Liver toxicity is a major cause of drug discovery failure in clinical trials and of adverse events leading to regulatory action on approved drugs. It is therefore critical to use in vitro models that are predictive of in vivo liver toxicity in the drug discovery cascade. Current in vitro models often culture immortalised cell lines or primary hepatocytes in 2D tissue culture plates, which results in a decrease in liver-specific functionality, gene expression and longevity. In order to recreate the complex cellular microenvironment of the liver and improve performance and culture longevity of hepatocytes, three-dimensional culture systems are being developed. These are designed to provide more realistic data in drug discovery testing that is predictive of behaviour in the clinic.
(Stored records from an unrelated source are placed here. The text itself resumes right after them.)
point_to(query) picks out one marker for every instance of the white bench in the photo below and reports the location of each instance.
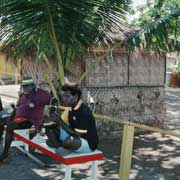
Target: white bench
(22, 139)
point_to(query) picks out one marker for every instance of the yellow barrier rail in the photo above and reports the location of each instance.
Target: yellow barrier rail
(127, 141)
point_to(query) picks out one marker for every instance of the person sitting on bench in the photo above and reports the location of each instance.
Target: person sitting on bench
(28, 112)
(81, 134)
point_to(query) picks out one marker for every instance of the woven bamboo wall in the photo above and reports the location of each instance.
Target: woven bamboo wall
(126, 86)
(138, 68)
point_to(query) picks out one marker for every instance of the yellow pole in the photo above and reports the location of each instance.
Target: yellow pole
(126, 152)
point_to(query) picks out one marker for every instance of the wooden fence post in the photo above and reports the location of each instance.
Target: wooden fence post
(126, 152)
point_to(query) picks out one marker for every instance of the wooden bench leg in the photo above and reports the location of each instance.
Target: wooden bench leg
(94, 170)
(68, 170)
(17, 143)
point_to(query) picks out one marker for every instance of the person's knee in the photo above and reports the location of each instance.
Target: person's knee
(72, 143)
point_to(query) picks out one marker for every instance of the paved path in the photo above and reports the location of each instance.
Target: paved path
(155, 156)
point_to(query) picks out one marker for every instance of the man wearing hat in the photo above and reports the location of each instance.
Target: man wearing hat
(28, 111)
(81, 121)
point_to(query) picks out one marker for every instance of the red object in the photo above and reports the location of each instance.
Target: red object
(65, 160)
(19, 119)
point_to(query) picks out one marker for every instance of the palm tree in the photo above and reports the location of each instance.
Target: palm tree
(65, 28)
(158, 26)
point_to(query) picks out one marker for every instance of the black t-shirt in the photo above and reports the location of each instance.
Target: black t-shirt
(83, 118)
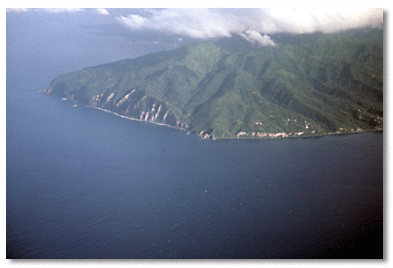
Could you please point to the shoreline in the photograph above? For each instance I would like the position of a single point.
(233, 138)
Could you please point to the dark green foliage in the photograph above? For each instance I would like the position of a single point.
(309, 84)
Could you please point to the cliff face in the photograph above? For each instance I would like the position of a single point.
(314, 85)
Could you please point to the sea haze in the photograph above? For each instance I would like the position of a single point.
(86, 184)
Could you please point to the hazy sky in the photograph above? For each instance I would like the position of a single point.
(254, 24)
(71, 39)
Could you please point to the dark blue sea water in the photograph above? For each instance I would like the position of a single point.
(82, 183)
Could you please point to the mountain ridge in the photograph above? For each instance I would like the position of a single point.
(306, 85)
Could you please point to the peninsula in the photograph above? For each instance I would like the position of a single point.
(304, 85)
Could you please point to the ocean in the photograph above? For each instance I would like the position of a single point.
(86, 184)
(82, 183)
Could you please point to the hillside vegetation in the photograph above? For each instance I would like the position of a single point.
(310, 84)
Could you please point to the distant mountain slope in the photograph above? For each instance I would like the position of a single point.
(309, 84)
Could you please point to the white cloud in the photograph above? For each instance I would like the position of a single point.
(16, 9)
(102, 11)
(60, 10)
(49, 10)
(252, 23)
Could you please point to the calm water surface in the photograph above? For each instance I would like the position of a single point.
(82, 183)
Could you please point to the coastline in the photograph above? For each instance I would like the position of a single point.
(238, 138)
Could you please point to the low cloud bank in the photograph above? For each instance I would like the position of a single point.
(253, 24)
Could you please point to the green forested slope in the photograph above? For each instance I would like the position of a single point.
(309, 84)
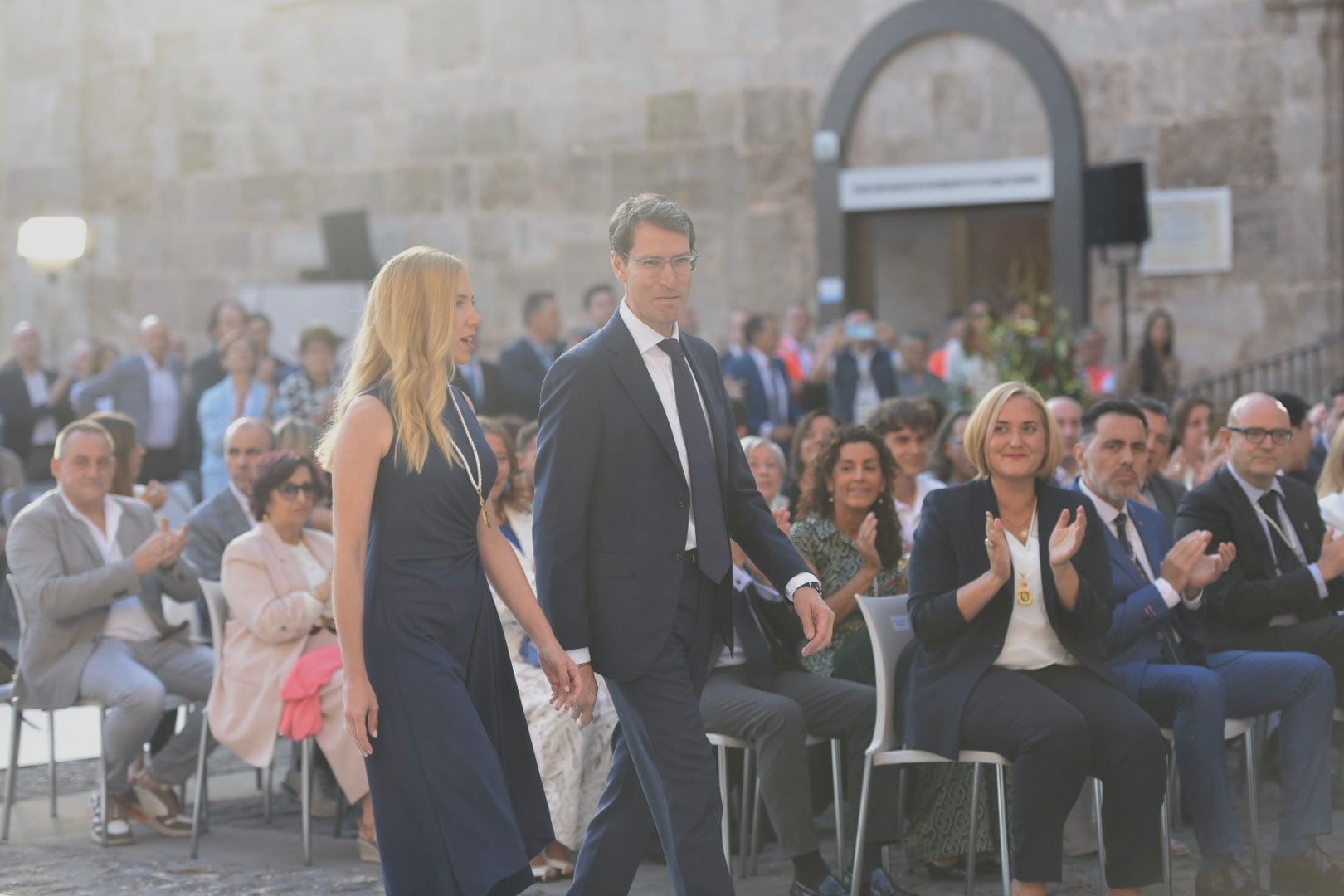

The Mimetix® scaffold consists of highly uniform electrospun PLLA microfibres which support the three-dimensional growth of cells. This study investigates the Mimetix scaffold in a 96-well plate format as a culture system for upcyte® Hepatocytes, HepG2 cells and primary human hepatocytes. We assessed cell viability and liver-specific cell functions, such as urea production, albumin synthesis and glucose metabolism in our 3D Mimetix® scaffold vs. 2D culture, as well as CYP activities and acute toxicity of terfenadine. The 3D growth environment provided by the Mimetix scaffold improved cell functionality and CYP activities of the different types of hepatocytes and reduced sensitivity of HepG2 cells to the cytotoxic drug terfenadine.